As if on cue, about a hundred space ships buzzed over the beach just then, each of them emblazoned with the insignia of the government that was in charge of the encampment of Sirius 4.

Wednesday, July 23, 2008

The Imaginary Revolution: Chapter 1

Shhh ... Coming Oct. 15, and you will also be able to hear chapters on Uncle Warren's Attic, thanks to Warren Bluhm the podcaster. Let me know if you happen to find this — and let others know. Viral marketing, doncha know.

The Imaginary Revolution

TENETS OF IMAGINARY PHYSICS
1. The power of the imagination is unlimited.
2. Matter still can’t be created or destroyed.
3. What’s done is done.

Chapter 1. The matter of the cookies.

Let’s get one thing straight from the start: Despite everything that’s been written about him — and most of it is true — Raymond Eric Kaliber was not a saint. He probably would be the first one to tell you that. But what he managed to show about the need for bosses probably qualified him for sainthood in half the religions in the galaxy, and the other half are the religions for people who are clueless to begin with, if you don’t mind my saying so.

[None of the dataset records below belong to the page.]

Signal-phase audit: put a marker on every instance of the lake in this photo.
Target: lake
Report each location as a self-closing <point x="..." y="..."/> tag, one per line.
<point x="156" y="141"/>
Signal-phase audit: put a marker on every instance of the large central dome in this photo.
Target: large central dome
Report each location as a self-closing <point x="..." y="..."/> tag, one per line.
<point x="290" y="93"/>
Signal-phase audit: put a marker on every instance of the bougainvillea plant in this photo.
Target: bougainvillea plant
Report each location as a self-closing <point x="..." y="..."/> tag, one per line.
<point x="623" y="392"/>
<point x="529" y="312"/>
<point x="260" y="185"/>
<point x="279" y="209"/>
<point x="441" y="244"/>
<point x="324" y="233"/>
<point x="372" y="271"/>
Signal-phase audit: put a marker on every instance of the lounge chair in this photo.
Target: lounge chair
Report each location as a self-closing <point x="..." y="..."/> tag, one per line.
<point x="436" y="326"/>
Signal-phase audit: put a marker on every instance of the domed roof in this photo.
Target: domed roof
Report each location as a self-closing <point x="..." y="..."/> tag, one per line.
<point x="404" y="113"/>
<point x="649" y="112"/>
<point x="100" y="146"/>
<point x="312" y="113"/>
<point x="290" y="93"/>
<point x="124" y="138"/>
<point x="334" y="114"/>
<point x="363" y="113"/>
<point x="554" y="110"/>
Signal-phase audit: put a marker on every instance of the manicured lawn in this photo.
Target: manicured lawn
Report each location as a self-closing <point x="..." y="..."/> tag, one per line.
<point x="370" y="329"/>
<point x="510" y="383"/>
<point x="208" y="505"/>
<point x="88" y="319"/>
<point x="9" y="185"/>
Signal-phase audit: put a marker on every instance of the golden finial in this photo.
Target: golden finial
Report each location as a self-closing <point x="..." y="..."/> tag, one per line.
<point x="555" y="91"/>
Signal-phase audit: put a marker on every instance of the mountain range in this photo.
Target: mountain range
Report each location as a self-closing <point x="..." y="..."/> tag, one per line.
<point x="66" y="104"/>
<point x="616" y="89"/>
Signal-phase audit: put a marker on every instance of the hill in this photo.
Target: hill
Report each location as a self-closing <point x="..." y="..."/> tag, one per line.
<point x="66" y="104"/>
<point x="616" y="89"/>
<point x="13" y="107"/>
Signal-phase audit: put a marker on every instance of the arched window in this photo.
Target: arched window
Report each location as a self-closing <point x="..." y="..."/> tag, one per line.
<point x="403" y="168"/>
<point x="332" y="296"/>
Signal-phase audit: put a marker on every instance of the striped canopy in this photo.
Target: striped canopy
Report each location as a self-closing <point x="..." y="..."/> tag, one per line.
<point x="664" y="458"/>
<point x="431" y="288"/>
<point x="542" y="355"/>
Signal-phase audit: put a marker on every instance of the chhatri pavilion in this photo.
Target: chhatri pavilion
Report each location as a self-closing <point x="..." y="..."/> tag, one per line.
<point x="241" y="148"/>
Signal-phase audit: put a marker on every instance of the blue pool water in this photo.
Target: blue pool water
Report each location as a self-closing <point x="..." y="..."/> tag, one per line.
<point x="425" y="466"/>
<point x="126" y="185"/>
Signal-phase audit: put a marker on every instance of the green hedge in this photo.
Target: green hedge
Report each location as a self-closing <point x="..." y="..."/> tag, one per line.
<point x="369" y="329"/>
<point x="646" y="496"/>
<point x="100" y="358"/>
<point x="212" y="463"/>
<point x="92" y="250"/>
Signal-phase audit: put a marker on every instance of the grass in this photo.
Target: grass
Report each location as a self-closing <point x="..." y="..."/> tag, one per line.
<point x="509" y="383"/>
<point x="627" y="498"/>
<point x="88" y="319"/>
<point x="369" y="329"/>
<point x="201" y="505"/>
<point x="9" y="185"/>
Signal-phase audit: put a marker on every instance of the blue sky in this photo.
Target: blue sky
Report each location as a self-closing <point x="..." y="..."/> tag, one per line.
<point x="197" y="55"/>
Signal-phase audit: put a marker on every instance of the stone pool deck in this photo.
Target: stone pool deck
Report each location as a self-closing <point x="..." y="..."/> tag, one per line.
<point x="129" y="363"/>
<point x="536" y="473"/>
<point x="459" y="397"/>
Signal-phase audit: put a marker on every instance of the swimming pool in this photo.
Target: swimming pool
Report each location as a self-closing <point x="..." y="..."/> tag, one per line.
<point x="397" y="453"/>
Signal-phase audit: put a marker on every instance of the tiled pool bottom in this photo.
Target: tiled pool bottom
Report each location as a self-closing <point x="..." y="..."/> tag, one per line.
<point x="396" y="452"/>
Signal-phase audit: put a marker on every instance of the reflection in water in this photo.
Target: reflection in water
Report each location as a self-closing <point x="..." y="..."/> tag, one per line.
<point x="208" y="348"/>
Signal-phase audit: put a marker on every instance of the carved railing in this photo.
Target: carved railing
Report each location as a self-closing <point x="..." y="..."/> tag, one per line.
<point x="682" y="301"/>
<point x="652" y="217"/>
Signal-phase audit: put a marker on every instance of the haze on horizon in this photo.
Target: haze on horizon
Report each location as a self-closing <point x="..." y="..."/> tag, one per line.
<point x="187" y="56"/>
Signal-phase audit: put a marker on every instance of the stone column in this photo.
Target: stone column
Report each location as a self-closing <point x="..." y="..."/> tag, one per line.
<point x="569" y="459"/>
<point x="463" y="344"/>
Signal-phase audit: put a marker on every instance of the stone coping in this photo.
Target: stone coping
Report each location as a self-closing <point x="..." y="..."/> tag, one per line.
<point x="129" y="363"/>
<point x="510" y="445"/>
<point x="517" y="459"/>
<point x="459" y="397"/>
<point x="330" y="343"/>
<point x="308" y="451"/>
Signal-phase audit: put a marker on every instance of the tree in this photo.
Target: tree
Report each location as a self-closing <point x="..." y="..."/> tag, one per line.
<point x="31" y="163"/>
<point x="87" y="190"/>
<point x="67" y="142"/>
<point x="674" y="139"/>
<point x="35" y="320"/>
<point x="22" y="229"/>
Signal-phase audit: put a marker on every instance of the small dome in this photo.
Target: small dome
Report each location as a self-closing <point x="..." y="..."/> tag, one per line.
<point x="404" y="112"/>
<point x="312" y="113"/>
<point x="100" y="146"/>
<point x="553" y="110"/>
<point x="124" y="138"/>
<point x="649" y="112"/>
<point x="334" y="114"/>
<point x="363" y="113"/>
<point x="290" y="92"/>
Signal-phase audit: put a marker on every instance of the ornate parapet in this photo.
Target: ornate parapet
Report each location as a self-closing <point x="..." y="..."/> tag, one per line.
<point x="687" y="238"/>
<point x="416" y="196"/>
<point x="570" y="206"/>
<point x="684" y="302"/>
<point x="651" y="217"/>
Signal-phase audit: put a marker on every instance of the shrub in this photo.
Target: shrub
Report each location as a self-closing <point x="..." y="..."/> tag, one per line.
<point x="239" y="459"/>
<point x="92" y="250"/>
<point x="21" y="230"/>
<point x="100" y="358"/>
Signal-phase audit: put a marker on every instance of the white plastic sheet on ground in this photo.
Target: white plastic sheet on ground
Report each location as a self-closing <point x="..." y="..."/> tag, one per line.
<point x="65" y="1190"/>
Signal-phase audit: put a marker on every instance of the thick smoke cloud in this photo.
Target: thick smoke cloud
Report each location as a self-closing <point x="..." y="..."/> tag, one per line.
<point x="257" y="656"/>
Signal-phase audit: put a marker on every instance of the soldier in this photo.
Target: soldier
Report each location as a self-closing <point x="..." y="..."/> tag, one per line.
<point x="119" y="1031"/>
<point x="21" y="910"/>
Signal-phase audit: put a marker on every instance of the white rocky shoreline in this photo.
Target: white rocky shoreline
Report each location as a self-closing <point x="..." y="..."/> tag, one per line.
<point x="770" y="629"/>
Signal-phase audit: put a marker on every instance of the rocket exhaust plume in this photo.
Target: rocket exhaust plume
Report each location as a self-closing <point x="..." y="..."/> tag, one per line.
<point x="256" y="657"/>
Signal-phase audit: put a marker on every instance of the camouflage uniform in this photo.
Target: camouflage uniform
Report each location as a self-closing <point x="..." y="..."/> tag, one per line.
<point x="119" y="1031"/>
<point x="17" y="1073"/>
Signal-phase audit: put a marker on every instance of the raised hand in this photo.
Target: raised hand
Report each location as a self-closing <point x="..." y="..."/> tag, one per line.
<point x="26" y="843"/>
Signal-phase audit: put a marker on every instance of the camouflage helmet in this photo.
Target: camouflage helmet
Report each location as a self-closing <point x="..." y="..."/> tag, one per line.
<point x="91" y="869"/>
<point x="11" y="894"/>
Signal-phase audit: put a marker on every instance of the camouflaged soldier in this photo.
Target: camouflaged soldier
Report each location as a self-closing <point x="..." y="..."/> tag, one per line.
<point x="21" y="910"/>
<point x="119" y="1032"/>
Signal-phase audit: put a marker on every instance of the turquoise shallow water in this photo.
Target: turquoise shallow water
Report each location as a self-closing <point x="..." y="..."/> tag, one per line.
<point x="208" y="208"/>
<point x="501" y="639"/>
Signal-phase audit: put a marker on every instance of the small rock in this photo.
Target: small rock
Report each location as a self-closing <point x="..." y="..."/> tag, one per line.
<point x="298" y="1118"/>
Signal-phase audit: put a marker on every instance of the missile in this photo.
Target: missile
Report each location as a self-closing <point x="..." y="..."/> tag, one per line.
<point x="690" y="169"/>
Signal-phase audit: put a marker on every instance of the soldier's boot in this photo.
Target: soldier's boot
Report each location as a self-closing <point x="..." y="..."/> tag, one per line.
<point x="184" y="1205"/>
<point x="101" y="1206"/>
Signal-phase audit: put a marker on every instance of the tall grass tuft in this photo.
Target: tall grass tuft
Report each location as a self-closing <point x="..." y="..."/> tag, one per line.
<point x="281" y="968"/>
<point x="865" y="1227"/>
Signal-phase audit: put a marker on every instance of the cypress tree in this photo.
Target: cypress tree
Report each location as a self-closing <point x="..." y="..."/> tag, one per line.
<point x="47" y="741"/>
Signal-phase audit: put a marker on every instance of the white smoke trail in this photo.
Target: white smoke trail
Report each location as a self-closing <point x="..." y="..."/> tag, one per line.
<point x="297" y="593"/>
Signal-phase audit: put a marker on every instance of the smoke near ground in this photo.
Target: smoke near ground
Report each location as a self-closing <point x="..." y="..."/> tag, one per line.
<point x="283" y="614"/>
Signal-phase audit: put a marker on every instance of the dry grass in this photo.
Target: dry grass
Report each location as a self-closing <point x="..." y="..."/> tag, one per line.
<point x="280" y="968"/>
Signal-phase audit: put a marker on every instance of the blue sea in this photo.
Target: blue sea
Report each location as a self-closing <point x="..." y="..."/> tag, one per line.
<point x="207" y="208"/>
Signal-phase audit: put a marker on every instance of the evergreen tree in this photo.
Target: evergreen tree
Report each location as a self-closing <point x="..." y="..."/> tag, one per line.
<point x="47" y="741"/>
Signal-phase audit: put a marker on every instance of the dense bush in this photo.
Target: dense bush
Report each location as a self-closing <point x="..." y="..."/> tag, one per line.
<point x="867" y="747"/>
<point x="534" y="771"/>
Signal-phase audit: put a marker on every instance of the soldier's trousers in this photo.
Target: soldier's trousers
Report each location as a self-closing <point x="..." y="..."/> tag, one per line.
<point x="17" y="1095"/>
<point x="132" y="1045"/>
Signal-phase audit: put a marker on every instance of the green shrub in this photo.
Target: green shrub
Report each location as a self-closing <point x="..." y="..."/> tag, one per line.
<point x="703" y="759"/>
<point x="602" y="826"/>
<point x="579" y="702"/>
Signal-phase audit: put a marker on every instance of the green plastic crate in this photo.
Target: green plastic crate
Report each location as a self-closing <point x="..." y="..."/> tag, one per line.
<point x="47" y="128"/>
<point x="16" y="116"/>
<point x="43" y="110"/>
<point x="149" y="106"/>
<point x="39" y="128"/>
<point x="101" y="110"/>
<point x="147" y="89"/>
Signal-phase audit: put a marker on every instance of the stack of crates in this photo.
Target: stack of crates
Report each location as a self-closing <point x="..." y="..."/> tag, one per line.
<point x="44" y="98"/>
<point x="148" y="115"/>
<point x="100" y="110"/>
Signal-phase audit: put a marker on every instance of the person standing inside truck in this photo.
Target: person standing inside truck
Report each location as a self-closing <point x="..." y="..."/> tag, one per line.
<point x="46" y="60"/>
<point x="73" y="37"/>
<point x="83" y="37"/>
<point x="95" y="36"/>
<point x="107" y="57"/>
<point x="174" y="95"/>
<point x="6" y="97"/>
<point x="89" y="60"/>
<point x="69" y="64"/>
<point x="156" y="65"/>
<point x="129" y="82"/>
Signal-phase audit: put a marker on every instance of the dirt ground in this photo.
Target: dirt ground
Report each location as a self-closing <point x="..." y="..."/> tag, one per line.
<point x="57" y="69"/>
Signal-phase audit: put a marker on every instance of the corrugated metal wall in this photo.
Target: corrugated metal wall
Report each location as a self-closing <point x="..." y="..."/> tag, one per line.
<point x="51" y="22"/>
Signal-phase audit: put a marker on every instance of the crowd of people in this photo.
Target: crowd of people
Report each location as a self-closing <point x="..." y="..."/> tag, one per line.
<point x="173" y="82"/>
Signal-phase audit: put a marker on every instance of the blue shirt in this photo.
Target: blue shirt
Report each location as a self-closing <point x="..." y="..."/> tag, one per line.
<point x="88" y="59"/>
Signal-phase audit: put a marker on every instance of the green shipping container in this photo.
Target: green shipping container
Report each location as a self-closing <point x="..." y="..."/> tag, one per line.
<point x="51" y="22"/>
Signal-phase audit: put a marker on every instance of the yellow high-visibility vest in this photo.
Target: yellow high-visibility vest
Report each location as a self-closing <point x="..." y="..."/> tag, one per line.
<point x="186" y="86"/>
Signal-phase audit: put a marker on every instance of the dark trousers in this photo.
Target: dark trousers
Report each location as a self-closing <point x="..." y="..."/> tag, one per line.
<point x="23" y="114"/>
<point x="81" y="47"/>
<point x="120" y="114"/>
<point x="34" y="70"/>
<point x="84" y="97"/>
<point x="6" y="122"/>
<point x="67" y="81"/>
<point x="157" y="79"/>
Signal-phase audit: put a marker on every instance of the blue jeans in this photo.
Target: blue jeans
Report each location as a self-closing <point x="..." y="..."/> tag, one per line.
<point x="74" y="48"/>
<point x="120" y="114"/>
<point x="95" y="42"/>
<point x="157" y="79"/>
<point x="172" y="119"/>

Who am I to say so? I’m somebody whose opinion matters — but don’t take my word for it. See, that’s just the beauty of what Ray had to show us. I only met him once during his lifetime, although I saw and heard him speak as much as anyone who was alive then, and I’ve done a lot of reading and studying, so what I’m going to tell you about in this book is my educated opinion. Still, you’re not going to get the complete picture of Raymond Kaliber from one darn book, so go educate yourself about the man and draw your own conclusions.

“I think I’m onto something,” Kaliber would tell anyone willing to listen, “but never take one guy’s word for anything. Check it out yourself.” The good news for Sirius 4 is enough people checked it out to make a difference in the long run.

It’s common knowledge that Ray Kaliber and Badiah Sinclair were childhood buds, so it’s a little strange that the cookie incident isn’t more widely known, but heck, it gives me something to start my book with, so I’m not complaining.

Raymond Eric Kaliber was not one of the first babies born on Sirius 4, so his childhood was fairly unremarkable. Other than the reading he started doing when he was a teenager, there’s not much to say about his youth. He wasn’t abused by his parents, didn’t get into massive trouble although he did the usual stuff that kids do — the same mistakes you and I made with the opposite sex and a few products and activities that young people are supposedly too young to handle. What I’m trying to say is that Ray Kaliber was no more or less a saint than any of us. I suppose he and Badi spent a little more time playing with ImagGames than many kids — like many future leaders, they were a bit nerdy. Nothing wrong with that, I say; all that reading and game-playing and such probably made them more ready to do the kinds of things they would be doing later on.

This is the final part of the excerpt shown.